2

I have to match local src's and make them load via the web. Example:

src="/js/my.js">

Becomes:

src="http://cdn.example.com/js/my.js">

This is what I have now:

if (!preg_match("#<script(.+?) src=\"http#i",$page)){ 
$page = preg_replace("#<script(.+?) src=\"#is", "<script$1 src=\"$workingUrl", $page); 
}

It works fine when it encounters something like this:

<script type='text/javascript' src='/wp-includes/js/jquery/jquery.js?ver=1.8.3'></script>

It fails when it encounters something like this:

<script language="JavaScript">
window.moveTo(0,0);
window.resizeTo(screen.width,screen.height);
</script>

If the script tag doesn't contain a src it will then find the src of the first image tag and switch out its URL.

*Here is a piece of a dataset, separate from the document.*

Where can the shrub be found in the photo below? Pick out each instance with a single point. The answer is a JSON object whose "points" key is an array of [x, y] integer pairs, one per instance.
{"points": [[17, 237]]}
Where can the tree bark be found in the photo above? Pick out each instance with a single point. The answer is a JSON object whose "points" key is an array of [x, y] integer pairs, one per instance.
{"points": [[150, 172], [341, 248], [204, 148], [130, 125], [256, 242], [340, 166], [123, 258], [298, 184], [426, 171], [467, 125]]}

I need to know how to get it to terminate the match on the script tag only and/or how to perform the replacement better.

V_RocKs
  • 134
  • 1
  • 13
  • possible duplicate of [How to parse and process HTML/XML with PHP?](http://stackoverflow.com/questions/3577641/how-to-parse-and-process-html-xml-with-php) – Quentin Jan 10 '13 at 11:56
  • 1
    Any reason why you don't use `SimpleXML` or `DOMDocument`? – Passerby Jan 10 '13 at 11:57
  • @Passerby Heard of non-valid HTML? – Bogdan Burym Jan 10 '13 at 12:15
  • @BogdanBurim DOMDocument::loadHTML was created to attempt to make sense of non-wellformed HTML documents. – MatsLindh Jan 10 '13 at 13:03
  • @Passerby DOMDocument::loadHTML may fail. Well written regex - will never. – Bogdan Burym Jan 10 '13 at 13:47
  • 1
    @BogdanBurim "Well written" is a no-fail phrase. And speaking of malformed, ` – Passerby Jan 11 '13 at 03:22

2 Answers2

2

Barring the usage of DOMDocument::loadHTML and using the DOM instead, dropping the use of . and only accepting everything up to the first > as a fallback will probably work better (although not perfect, as there might in theoretical cases be other attributes to <script> that contain a >).

Using:

#<script([^>]+?) src=\"#is

as your pattern instead makes the pattern stop matching when it encounters the first > after <script.

MatsLindh
  • 49,529
  • 4
  • 53
  • 84
2

Definitely use a DOM parser. Xpath with DOMDocument will cleanly, reliably replace the script tags that:

  1. Have a src attribute and
  2. The src attribute does not start with http.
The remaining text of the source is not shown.